Une constatation qui peut paraitre anecdotique, mais qui en réalité dévoile l’ampleur de la tragédie : sur cet exode se développe un marché des canots pneumatiques « low cost » fabriqués en Asie, sorte de « canots kleenex » tout juste capable de prendre la mer sur quelques miles.
Pour faire face à cet exode l’Europe a mis en place Frontex (Agence européenne de garde-frontières et de garde-côtes).

Tension entre Frontex et les douaniers

« Frontex aide les États membres de l’UE et les pays associés à l’espace Schengen à gérer leurs frontières extérieures. Elle contribue également à harmoniser les contrôles aux frontières au sein de l’UE. Elle facilite la coopération entre les autorités de surveillance des frontières dans les différents pays de l’UE, en leur fournissant une expertise et un soutien technique » dit le texte. Pour Jean Philippe Chateil « Frontex veut faire du tri et contrôler tout le monde. L’Agence voudrait que les douaniers jouent le rôle de la police. Mais de moins en moins de douaniers français seraient d’accord pour aller en Turquie ou à Lesbos. Frontex a donné de l’argent à la France pour construire un patrouilleur de 50 mètres et acheter des avions de surveillance… ».
« Aucun des dix navires de sauvetage, affrétés par des ONG, ne circule depuis le 26 août dernier, en mer Méditerranée centrale. Il s’agit de la plus longue absence depuis le début des importants mouvements migratoires, en 2015 » constatait Courrier International dans son édition du 15 septembre dernier. En effet le 24 Août, le Panama retirait son pavillon au navire de Médecins sans frontières « l’Aquarius ». Aujourd’hui, il est à quai en France.

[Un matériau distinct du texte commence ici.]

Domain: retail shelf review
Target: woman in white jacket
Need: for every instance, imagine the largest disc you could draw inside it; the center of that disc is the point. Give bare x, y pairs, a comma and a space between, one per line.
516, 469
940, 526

Rendre impossible la criminalisation de la solidarité

Les navires marchands restent seuls sur la « Mare Nostrum » à pouvoir secourir les réfugiés. Compte tenu de la gravité de la situation le Fomm et la Fédération nationale des syndicats maritimes CGT avaient déjà organisé un premier colloque le 14 décembre 2017. Face à l’aggravation de la situation, ce deuxième évènement débouche sur une déclaration commune des syndicats suivants : CGT (France), Ver.di (Allemagne), BTB-FGTB (Belgique), FSC-CC.OO. (Espagne), CGIL, UIL, CISL (Italie), CGTP-IN (Portugal), PCS, Nautilus International (Grande-Bretagne), International Federation of Shipmasters’ Associations (IFSMA).
La déclaration insiste en premier lieu sur l’obligation faîtes aux capitaines par plusieurs conventions internationales : Convention des Nations Unies sur le Droit de la mer de 1982 ; Convention internationale pour la sauvegarde de la vie mer de 1974 « qui ne font qu’entériner un droit coutumier et qui veut que :  tout capitaine de navire a le devoir de prêter assistance à toute personne se trouvant en situation de détresse en mer » précise Jean-Philippe Chateil. Elle déplore la criminalisation du sauvetage en mer (procédure judiciaires pour trafic illicite de migrants contre des capitaines, des pêcheurs, des équipages, des ONG…)

La déclaration demande entre autres :
• à l’Union européenne et aux Etats membres d’introduire dans leur arsenal législatif une exception humanitaire claire qui rende impossible la criminalisation de la solidarité ;
• aux armateurs des navires de mettre à la disposition des capitaines et équipages qui sauvent des vies assistance, soutien juridique et défense, s’ils se trouvent mis en cause par des autorités à terre.
• l’application de ces conventions dans la plus stricte légalité et de donner tous les moyens de leur effectivité.